Ces bassins sont considérés comme des latrines publiques pour ceux qui défèquent à l'air libre. Que l’on soit à pied, à moto ou en véhicule, l’odeur est frappante, donnant parfois l'envie de vomir.

Quelle stratégie faut-il adopter pour assainir la ville ?

Le directeur de l’assainissement au ministère de l’Hydraulique urbaine et rurale, Douguengar Masra Arsène, explique que la question de l'assainissement relève tout d'abord de la mentalité et du comportement.

"Pour avoir un environnement sain, il faut que la population ait conscience du danger que représente le manque d’assainissement. La population doit connaitre ses devoirs de citoyen et les appliquer, sinon on parlera toujours de l’assainissement et ça sera difficile de changer", indique Douguengar Masra Arsène.

Économiquement, l’État perd des milliards chaque année à cause du manque d’hygiène et d'assainissement. Selon le directeur de l’assainissement, pour assainir une ville, on a besoin de la volonté et de l’engagement. Tant que la population n’est pas engagée, tant que l’État et ses partenaires n’ont pas la volonté, l’insalubrité existera toujours. 

Douguengar Masra Arsène conseille aux populations de déposer les ordures ménagères dans un bac à ordures ou dans les bacs des communes, de bruler les ordures et de s'organiser en association de bon voisinage pour assainir l'environnement.

Aux autorités communales, il est recommandé de collecter les ordures ménagères dans les bacs, de les traiter en dehors de la ville, de traiter les eaux dans les bassins de rétention et d'amender les récalcitrants qui ne se conformeront pas à l’assainissement. "C’est ensemble dans une seule vision que nous pouvons assainir notre environnement et changer notre cité", assure Douguengar Masra Arsène.

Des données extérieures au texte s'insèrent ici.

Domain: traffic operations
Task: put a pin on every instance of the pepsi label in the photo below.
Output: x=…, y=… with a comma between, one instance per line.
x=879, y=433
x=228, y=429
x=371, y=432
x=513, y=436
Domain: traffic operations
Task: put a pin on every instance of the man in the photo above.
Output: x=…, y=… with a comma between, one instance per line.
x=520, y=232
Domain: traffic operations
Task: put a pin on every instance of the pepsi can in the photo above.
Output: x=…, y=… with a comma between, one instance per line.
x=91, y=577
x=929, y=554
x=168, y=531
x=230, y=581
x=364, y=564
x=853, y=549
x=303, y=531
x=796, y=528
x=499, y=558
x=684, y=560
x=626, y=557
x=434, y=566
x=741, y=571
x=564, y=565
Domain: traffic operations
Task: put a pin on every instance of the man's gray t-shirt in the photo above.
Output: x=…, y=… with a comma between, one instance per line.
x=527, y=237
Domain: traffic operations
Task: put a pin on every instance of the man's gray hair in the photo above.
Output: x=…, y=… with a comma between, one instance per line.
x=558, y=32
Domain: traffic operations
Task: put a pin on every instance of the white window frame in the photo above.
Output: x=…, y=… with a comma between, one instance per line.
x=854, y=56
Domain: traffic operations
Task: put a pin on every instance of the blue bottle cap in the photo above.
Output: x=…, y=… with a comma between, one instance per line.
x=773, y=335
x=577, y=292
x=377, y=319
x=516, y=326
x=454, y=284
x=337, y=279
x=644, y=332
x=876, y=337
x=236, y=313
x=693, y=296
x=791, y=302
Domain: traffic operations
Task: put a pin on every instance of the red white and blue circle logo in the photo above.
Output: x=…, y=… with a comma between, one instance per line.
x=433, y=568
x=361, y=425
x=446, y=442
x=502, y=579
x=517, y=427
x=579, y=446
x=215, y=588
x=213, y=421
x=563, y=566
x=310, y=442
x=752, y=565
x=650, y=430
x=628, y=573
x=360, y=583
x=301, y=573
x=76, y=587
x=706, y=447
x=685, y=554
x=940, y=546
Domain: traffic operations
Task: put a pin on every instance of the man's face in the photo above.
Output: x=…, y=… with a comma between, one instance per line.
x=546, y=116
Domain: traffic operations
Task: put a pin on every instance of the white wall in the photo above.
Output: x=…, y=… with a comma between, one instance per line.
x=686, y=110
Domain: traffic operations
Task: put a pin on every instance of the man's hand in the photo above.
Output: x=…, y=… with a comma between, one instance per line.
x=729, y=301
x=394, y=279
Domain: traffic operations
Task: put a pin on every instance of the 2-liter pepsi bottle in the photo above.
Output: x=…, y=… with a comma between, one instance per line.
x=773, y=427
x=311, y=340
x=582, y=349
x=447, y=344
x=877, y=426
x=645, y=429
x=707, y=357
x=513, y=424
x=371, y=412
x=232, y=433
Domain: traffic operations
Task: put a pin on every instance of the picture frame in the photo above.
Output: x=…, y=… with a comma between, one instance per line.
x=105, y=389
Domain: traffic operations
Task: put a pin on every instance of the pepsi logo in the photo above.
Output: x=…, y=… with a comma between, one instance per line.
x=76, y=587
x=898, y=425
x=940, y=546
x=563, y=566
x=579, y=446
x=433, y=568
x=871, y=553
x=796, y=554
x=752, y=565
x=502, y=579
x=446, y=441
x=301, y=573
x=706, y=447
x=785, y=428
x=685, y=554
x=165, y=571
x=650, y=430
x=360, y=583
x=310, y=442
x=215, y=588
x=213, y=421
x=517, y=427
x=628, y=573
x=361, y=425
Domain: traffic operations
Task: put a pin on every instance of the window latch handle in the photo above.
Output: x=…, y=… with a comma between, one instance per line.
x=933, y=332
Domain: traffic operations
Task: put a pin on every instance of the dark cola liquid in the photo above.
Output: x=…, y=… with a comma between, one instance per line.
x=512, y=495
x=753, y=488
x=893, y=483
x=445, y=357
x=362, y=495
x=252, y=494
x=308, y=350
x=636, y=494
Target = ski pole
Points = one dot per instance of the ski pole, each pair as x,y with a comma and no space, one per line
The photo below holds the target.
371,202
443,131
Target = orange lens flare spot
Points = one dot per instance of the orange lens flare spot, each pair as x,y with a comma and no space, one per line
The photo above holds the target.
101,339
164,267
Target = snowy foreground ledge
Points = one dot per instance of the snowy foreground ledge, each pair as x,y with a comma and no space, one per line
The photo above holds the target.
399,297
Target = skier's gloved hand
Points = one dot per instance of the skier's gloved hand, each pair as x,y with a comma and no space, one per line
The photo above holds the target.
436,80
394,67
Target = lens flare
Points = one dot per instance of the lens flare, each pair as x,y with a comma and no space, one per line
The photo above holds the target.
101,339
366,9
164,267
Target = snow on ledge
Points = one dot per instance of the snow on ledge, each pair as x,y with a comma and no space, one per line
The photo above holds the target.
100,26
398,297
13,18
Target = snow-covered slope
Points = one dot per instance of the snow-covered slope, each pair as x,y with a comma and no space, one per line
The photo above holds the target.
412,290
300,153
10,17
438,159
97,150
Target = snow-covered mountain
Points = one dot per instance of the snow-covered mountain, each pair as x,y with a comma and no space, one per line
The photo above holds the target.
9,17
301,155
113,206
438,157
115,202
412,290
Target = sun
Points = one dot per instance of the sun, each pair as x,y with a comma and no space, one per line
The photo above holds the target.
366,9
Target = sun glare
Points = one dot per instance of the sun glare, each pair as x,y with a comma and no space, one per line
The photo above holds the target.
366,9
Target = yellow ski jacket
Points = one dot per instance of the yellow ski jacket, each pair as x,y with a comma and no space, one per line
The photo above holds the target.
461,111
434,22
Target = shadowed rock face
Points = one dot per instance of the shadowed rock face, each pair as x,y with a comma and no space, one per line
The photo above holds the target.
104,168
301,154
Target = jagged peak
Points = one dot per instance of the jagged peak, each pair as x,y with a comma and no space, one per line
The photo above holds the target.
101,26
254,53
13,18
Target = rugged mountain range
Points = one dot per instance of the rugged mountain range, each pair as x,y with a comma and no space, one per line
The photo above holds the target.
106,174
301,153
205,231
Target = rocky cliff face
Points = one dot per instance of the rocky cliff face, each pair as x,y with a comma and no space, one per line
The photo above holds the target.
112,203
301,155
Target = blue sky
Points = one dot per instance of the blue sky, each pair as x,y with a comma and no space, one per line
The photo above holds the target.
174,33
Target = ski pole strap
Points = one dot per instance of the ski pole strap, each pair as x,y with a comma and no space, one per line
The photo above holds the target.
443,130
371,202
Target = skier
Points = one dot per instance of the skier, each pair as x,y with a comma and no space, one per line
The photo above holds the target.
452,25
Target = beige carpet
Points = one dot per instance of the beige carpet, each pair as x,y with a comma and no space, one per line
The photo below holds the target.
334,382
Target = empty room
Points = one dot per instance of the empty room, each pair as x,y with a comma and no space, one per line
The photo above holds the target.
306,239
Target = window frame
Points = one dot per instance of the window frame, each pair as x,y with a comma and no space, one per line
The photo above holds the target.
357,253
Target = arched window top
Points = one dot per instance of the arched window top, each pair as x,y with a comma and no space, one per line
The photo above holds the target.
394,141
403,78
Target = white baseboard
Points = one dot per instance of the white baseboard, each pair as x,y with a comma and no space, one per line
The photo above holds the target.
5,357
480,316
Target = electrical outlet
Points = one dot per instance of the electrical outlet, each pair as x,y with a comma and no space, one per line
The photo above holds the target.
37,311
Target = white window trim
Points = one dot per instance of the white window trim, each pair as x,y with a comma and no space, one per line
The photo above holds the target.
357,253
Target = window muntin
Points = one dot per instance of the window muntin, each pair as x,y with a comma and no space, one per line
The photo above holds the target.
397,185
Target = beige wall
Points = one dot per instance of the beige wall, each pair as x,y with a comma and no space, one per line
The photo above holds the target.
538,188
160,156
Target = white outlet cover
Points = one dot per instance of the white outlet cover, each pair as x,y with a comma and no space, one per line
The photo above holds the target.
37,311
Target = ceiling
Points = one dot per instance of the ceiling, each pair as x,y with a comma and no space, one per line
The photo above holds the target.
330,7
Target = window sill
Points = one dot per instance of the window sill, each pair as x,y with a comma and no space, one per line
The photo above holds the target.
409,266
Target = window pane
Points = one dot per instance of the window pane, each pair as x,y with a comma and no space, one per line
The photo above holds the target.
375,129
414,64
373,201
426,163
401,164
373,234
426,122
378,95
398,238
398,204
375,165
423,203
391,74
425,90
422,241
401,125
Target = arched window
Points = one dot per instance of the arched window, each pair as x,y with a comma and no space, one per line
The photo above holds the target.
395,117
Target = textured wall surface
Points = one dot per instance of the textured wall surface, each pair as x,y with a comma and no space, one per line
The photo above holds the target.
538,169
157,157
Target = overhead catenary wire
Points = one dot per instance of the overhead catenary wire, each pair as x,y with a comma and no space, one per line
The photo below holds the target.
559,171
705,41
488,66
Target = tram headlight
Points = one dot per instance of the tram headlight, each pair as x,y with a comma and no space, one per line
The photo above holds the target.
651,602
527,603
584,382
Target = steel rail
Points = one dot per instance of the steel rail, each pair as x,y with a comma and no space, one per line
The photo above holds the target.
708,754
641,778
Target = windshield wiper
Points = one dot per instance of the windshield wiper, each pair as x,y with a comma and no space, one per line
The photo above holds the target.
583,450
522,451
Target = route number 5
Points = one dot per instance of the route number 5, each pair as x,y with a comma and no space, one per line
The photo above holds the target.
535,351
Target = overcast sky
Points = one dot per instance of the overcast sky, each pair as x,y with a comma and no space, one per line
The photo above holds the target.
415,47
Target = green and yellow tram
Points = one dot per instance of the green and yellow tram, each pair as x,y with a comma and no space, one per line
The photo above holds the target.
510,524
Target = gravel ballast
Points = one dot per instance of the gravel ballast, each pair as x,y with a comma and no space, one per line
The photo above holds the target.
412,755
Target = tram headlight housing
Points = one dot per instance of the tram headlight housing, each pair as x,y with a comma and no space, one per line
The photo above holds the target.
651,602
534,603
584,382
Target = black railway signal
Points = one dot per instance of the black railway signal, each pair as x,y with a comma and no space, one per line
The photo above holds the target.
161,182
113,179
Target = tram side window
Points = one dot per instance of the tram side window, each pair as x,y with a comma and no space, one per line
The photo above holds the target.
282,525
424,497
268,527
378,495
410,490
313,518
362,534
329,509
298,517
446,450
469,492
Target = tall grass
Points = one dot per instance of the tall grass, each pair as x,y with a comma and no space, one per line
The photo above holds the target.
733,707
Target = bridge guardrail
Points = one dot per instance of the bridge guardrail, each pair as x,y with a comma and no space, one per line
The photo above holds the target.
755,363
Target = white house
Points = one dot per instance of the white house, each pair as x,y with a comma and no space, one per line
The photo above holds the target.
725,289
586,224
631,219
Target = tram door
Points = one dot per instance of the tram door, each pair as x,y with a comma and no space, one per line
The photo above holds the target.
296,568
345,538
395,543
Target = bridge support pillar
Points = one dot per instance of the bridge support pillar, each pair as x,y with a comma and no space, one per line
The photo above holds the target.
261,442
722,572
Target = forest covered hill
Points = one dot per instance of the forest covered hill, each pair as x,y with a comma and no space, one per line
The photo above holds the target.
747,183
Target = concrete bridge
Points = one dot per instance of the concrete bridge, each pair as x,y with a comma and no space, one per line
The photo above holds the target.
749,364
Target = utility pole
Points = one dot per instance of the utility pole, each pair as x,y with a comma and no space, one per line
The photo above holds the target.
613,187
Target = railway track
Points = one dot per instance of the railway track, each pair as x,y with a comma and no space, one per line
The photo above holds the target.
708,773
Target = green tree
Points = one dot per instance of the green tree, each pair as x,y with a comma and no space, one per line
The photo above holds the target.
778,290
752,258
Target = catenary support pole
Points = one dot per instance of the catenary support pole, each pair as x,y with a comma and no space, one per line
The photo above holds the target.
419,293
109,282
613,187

L’assainissement est une question très sensible. Le gouvernement doit mettre le paquet pour faire face à ce problème. Selon une étude documentaire faite par le programme eau et assainissement (WPS), le Tchad perd 79 milliards de FCFA chaque année dû au manque d'assainissement. Cette somme est équivalente à 8250 FCFA soit 15$ par personne au Tchad et par an, ce qui représente 2,1% du Produit Intérieur Brut (PIB).

Éviter la défécation à l'air libre

En pleine saison des pluies, la population doit éviter la défécation à l'air libre. Cet acte d'incivisme ternit l'image de la capitale. La mairie doit se mobiliser pour mettre de l’hygiène dans ces endroits en désinfectant, tandis que les autorités doivent réfléchir au vote d'une loi pour sanctionner les récalcitrants et barrer la route à l'incivisme caractérisé.

Pauvre ou riche, employés, fonctionnaires, débrouillards, chacun doit prend conscience du danger lié au manque d’assainissement et à la perte économique. Car cette pratique a une répercussion négative sur tout le monde sans distinction.